I share this brief explanation of current world events, not to bore you, but to explain my longing for the days of Kira, and the incredible adoration I had for the entity that could bind humanity, and whose mere absence could cause the profoundly world-shaking events of 2008 and 2009. I was not interested in the justice of Kira's cause, but the power, the influence, and the sway he still held over humanity. Even in the darkest months of the last year and a half, the Cult of Kira retained high membership, and considerable influence over culture in both the Eastern and Western worlds.

I wanted that power. I was, and still am, unattractive, with a "disturbing" and "creepy" personality. All throughout my schooling I was taunted for my foreign name, for being the son of immigrants, for being strange, and for knowing and doing things that none of my peers could possibly understand. I craved understanding and connection, but was rejected at every turn.
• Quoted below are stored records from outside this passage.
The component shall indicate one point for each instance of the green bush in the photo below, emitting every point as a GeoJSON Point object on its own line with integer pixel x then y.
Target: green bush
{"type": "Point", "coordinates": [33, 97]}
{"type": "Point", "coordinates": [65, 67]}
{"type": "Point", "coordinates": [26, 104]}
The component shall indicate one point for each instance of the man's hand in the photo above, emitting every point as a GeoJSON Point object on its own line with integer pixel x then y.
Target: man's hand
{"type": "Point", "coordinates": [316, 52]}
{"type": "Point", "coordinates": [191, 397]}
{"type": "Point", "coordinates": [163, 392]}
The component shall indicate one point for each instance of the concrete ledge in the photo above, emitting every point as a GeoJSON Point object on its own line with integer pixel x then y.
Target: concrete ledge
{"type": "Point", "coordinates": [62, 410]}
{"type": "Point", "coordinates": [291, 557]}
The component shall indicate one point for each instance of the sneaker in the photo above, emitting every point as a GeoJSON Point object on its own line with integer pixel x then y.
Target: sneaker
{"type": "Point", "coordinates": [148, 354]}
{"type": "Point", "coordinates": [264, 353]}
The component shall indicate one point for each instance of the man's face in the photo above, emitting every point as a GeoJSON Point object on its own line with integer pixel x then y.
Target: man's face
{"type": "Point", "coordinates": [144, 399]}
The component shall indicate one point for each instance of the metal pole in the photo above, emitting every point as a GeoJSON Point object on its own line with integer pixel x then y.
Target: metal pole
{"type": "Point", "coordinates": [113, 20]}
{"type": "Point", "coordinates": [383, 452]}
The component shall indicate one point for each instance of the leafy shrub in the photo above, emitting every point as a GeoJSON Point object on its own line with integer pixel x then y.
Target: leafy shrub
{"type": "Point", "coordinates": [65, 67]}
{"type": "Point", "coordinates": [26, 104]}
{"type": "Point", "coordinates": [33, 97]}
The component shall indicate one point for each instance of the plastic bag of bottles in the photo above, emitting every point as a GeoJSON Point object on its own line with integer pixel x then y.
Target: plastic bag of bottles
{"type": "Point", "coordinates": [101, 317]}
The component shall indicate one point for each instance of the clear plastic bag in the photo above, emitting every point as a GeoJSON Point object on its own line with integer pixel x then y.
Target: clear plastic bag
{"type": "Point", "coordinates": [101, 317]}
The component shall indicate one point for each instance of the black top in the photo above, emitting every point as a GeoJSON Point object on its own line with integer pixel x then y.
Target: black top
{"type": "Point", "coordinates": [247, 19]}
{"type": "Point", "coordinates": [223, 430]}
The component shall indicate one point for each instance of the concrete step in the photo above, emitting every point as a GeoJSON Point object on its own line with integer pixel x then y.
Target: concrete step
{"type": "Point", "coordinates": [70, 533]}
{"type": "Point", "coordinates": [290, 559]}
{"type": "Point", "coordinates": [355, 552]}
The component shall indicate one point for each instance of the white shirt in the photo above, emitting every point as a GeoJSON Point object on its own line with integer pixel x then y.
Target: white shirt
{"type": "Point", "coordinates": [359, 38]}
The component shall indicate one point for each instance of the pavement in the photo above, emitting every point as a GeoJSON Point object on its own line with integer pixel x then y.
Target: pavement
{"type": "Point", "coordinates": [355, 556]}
I had no friends, no allies, no followers, save for my family, Lord on high bless them.

I learned that, no matter how hard you tried, without power, you were nothing. I saw those far less than I, who had no rich parents or Adonis like body, gain and lose friends and companions as if they meant nothing, were nothing. I saw good, caring people crushed into the dirt for the sake of common cruelty. I saw those who did nothing hurt float to the top, like feces in floodwater. I hated those who were what I could not be. I hated those who mocked me, taunted me, called me "Comrade" and insulted my parents. I hated them, envied them, and began to grow into myself.

You can understand, I am sure, why, when the opportunity was offered, I accepted without a single qualm.

Returning to my long day, with its eagerly awaited reward of an hour's worth of peace at my shrine, I left the school about half an hour after the release bell rang, not wanting to go out into the biting wind that swept across the high mountain plain any sooner than was necessary. Sadly, my time to linger was past, as my after-school shift began in twenty minutes.

Leaving school, I walked past a long-deserted lot, where the decaying ruins of an old Cult seminary sat. As I walked past the remnants of the high-water mark of Cultic influence, I noticed a small speck of black on the sidewalk up ahead. I wondered what it was, and if it might be worth anything at the local pawn shop. A few weeks back, I'd found someone's college textbook on the crosstown bus, which had netted me fifteen dollars, the equivalent of thee hours of my wages.

When I reached the spot where I'd seen the black object, I found a small notebook, about two thirds the size of a standard spiral notebook. Reaching down, I picked up the notebook. The cover under my hand felt like leather, smooth and supple. I turned the notebook over in my hand, to look at the front cover, to see if there was a name or anything. On the front, written in white lettering that contrasted the ebony cover, was "DEATH NOTE".